At IBTTA’s 84th Annual Meeting and Exhibition in Denver earlier this year, industry icon Bill Halkias, President of the Hellenic Association of Toll Roads Network (HELLASTRON), said member companies had delivered their message to more than 48,000 children in more than 400 schools, dramatically increased road safety awareness, and earned a European Transport Safety Council award for their efforts.

Halkias said the motivation behind the program was simple: while safe infrastructure, safer vehicles, and new technologies are all important, 98.9% of fatal crashes involve some element of human error.

“We have to face the cruel reality,” he told participants. “The cruel reality is that we’re dealing with people, and people make mistakes.”

When Ingenuity Defeats Common Sense

HELLASTRON looked to the history of early safety technology for a measure of how far human ingenuity will sometimes go to defeat safety and common sense. The auto industry went to great lengths to improve the efficiency and effectiveness of seat belts, then introduced warning systems for people who refused to wear them. The market responded with a seat belt alarm stopper that costs 99 cents, and has achieved global sales of more than $150 million.

The only possible conclusion is that the buyers for the technology “think their bodies have been built to look like Graham,” described by The Huffington Post as a “bulging, unsightly, and very crash-proof specimen” developed by a road engineer, a trauma surgeon, and an artist in Australia as a visual cue to the importance of highway safety.

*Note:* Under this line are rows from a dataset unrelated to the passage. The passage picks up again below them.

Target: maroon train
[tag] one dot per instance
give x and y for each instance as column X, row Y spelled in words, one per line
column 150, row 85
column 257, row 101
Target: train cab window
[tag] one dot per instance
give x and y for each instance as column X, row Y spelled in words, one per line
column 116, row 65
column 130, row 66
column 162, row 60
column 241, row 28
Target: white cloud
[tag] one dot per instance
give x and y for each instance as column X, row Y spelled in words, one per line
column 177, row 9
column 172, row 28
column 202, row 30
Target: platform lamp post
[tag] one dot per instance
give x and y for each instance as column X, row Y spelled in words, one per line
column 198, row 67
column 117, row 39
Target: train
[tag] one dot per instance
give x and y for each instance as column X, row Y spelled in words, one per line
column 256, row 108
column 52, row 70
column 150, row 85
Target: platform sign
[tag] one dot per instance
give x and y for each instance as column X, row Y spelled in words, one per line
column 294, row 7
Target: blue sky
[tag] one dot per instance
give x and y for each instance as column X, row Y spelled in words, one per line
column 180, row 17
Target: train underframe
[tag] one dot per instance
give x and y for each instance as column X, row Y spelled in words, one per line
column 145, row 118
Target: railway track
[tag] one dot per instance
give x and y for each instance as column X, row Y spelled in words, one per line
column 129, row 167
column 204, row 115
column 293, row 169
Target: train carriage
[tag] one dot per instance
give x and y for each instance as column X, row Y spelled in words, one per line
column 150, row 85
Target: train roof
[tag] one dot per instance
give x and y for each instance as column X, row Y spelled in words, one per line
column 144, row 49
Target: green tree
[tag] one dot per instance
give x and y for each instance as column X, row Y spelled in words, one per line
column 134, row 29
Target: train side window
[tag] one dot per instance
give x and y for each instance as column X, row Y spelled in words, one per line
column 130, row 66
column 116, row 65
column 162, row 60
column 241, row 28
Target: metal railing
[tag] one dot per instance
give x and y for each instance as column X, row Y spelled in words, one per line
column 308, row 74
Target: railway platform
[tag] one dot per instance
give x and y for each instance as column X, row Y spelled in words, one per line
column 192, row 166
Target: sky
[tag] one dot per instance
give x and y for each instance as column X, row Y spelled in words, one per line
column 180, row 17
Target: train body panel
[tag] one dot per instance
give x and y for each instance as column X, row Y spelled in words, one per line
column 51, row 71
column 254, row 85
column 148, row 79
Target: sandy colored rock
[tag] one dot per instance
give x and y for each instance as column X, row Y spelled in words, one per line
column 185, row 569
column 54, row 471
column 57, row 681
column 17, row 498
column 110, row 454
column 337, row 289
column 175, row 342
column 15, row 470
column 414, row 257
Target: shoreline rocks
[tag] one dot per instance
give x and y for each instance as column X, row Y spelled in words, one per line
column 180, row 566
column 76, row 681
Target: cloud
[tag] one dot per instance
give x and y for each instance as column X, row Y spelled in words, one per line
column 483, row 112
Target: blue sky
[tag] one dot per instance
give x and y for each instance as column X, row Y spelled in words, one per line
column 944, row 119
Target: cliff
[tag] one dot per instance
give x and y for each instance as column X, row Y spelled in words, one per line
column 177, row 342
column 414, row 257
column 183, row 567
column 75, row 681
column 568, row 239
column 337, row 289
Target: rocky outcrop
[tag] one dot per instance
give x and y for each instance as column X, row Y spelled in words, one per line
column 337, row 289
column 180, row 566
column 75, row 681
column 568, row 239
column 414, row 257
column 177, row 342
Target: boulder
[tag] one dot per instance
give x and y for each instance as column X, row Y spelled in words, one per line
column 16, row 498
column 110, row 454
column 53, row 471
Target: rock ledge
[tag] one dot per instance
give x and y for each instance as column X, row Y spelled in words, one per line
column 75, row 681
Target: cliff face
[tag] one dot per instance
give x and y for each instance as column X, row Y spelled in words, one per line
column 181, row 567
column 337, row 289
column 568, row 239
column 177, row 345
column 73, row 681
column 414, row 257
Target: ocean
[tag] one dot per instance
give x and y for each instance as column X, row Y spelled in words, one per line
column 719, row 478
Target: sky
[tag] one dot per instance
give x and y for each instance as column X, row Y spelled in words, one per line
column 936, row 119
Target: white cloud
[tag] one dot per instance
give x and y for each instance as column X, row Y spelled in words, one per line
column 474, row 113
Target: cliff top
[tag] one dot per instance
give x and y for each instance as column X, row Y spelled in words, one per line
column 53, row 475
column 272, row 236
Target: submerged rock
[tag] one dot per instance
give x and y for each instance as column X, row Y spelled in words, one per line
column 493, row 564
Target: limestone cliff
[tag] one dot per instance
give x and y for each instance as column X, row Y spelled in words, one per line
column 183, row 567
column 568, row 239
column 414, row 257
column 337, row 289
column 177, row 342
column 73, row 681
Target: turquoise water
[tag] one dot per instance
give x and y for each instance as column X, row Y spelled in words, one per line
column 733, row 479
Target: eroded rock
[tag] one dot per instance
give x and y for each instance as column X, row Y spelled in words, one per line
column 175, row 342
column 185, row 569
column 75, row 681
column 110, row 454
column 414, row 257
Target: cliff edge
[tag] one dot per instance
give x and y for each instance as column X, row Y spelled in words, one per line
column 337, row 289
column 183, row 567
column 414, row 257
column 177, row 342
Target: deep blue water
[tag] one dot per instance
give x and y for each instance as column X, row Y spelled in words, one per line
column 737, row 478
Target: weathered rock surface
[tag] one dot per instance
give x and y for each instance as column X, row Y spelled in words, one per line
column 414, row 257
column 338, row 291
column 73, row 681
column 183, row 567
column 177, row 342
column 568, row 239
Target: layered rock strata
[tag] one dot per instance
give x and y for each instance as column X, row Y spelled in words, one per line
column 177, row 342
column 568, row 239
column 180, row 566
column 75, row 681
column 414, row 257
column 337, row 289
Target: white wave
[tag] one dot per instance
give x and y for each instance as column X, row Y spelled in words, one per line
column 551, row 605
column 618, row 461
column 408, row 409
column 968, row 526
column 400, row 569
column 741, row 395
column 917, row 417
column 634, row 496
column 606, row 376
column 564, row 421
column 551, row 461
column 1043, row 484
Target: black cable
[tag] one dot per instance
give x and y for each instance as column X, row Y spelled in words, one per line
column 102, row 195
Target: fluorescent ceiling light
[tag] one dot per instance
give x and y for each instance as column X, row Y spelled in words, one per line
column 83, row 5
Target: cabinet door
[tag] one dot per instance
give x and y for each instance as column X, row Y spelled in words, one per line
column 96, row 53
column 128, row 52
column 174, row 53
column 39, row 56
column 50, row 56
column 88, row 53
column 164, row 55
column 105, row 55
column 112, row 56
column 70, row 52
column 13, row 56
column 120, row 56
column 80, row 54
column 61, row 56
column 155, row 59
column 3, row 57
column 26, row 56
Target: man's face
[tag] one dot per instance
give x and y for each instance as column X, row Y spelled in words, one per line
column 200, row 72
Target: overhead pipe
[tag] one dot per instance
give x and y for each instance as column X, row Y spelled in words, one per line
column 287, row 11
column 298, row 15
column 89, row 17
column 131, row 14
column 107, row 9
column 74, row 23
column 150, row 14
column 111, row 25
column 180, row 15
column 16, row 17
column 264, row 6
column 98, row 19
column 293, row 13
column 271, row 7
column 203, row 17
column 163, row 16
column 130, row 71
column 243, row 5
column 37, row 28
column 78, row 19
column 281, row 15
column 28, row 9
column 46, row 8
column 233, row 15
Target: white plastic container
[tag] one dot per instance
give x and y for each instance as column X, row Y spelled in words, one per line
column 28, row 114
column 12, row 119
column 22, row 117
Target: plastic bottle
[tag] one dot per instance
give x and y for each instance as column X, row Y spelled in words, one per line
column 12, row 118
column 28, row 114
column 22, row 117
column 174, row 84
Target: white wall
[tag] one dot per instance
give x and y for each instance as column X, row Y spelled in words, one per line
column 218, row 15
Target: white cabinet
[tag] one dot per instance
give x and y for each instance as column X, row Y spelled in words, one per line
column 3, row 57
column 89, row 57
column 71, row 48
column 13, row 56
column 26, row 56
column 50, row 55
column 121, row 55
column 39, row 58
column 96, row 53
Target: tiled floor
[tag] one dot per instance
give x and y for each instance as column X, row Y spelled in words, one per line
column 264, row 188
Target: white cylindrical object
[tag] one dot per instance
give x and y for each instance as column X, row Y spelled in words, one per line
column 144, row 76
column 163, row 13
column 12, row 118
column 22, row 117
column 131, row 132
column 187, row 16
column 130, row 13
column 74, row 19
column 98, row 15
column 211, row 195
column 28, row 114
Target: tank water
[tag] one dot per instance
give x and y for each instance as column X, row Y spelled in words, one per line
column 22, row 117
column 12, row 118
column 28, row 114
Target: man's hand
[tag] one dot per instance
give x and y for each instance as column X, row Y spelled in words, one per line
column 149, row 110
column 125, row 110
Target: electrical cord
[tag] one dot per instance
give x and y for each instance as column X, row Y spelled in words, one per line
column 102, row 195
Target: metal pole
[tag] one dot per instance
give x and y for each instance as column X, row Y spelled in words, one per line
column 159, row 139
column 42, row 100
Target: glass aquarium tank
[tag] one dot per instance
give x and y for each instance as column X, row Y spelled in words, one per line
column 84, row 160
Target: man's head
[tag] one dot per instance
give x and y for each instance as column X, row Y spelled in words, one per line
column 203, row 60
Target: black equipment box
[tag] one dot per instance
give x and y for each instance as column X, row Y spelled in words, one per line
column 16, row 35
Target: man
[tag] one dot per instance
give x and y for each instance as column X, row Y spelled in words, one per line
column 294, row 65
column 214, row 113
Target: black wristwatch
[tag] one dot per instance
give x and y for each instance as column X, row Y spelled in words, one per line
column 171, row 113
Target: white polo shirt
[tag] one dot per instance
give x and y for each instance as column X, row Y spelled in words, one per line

“His superhuman features include a massive skull to protect the brain; a flat, fatty face capable of absorbing the energy of an impact; no neck, eliminating the possibility of it being broken; stronger, thicker skin; ribs fortified with their own air bags; knees capable of bending in all directions; and an extra leg joint that allows him to jump out of the way of a moving vehicle,” HuffPo reports.

“In short, Graham would have no trouble walking away from a high-speed, head-on collision.”

But we are not Graham, so it is extremely important to at the very least wear your seat belt and make sure all passengers are as well.

Getting Youth Onboard

Part of the solution is to connect with teenagers before their driving habits are formed.

One way to reach out is to set up fake driving school tests where they’re required to text, talk on the phone, or change songs on their mobile devices while they’re behind the wheel (on a closed course): Halkias said students who participate quickly realize the “tests” are impossible to pass.

But the interactive plays, first pioneered by the Attica Tollway, became another great pathway to “create the right habits, the right thinking,” he told attendees at IBTTA’s Annual Meeting in Denver. A tally of 1.25 million roadway deaths per year represents a huge corporate social responsibility challenge for Europe, he added, and safety education ties in powerfully with a toll road’s mission.

“We believe the continuous improvement of road traffic safety creates and returns the appropriate value for the toll paid by the user,” he said. “Everybody is paying the toll, and they expect safety and reliability.”